Image: safety check mobile carousel
Facebook has created ‘Community Help’, a new tool tied to the ‘Safety Check’ feature that lets users ask for and offer help after marking themselves safe during a crisis or natural disaster.
This can be beneficial to Papua New Guinea as Facebook is trending throughout the nation with about 89.88% using this medium. With our type of climate, terrain and location our country is prone to natural disasters.
Knowing how to use Facebook for these types of situations would be an advantage for users around the country.
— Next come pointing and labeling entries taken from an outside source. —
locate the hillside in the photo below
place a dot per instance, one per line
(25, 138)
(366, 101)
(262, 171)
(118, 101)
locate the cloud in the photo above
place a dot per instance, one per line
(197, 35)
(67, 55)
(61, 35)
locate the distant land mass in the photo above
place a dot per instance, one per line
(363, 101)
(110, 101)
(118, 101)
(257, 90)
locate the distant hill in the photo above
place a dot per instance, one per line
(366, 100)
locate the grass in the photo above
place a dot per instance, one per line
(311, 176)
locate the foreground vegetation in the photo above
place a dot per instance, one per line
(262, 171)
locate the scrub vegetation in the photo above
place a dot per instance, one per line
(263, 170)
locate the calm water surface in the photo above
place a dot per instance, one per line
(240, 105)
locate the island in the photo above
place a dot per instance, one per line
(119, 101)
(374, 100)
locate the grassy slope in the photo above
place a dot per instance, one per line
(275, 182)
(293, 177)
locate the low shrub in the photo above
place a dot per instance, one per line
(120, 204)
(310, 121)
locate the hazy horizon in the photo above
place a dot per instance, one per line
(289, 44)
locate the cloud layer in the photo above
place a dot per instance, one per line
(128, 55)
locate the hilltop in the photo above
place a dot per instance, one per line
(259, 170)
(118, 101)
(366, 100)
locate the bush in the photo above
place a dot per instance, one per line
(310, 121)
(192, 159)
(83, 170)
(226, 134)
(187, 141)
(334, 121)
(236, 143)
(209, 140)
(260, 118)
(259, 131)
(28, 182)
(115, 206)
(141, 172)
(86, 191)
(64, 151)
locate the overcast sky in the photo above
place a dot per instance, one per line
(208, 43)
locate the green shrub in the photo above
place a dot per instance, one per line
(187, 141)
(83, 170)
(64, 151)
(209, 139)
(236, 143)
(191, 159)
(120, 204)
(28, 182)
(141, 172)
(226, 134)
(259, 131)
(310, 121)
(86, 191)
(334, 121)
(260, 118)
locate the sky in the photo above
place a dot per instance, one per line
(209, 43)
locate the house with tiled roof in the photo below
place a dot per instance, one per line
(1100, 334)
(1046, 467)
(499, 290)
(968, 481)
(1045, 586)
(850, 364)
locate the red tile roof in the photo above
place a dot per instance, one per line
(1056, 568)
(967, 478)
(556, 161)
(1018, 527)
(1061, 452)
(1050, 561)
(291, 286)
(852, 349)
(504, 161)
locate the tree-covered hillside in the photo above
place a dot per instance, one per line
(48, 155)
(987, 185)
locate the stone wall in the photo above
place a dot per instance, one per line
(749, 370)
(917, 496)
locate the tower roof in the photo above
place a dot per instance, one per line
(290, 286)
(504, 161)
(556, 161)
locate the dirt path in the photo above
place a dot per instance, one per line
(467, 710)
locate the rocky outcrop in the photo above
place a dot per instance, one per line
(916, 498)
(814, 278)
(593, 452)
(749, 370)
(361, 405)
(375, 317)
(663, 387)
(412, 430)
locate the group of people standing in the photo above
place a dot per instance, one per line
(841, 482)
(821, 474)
The tool will be tested in December then is officially launched in January 2017, will pop up after a user activates ‘Safety Check’. Once you mark yourself as ‘safe’, Facebook will lead you to a page that shows others’ safety statuses, as well as posts from people offering and looking for help in the area.
You might be safe, but that doesn’t mean you don’t need help.
You’ll be able to click “Find Help”, choose from categories such as Food & Water, Transportation, Shelter and Baby Items, and then create a post that further explains what you need. If you want to offer help, like a spare room or extra food, you can scroll through the posts and directly message someone who needs your help, or create a new post with details of what you can provide.
Image: Mashable
When a high number of people are posting about an incident in a given area, Facebook will automatically notify those users and ask if they’re OK. A user can then mark themselves as safe and prompt friends to do the same, instead of Facebook sending notifications to everyone.
That change is an effort to give people close to disasters more power in deciding when Safety Check is helpful.
This tool may just help someone in need and it is adamant that people are aware of such tools and how to properly use them.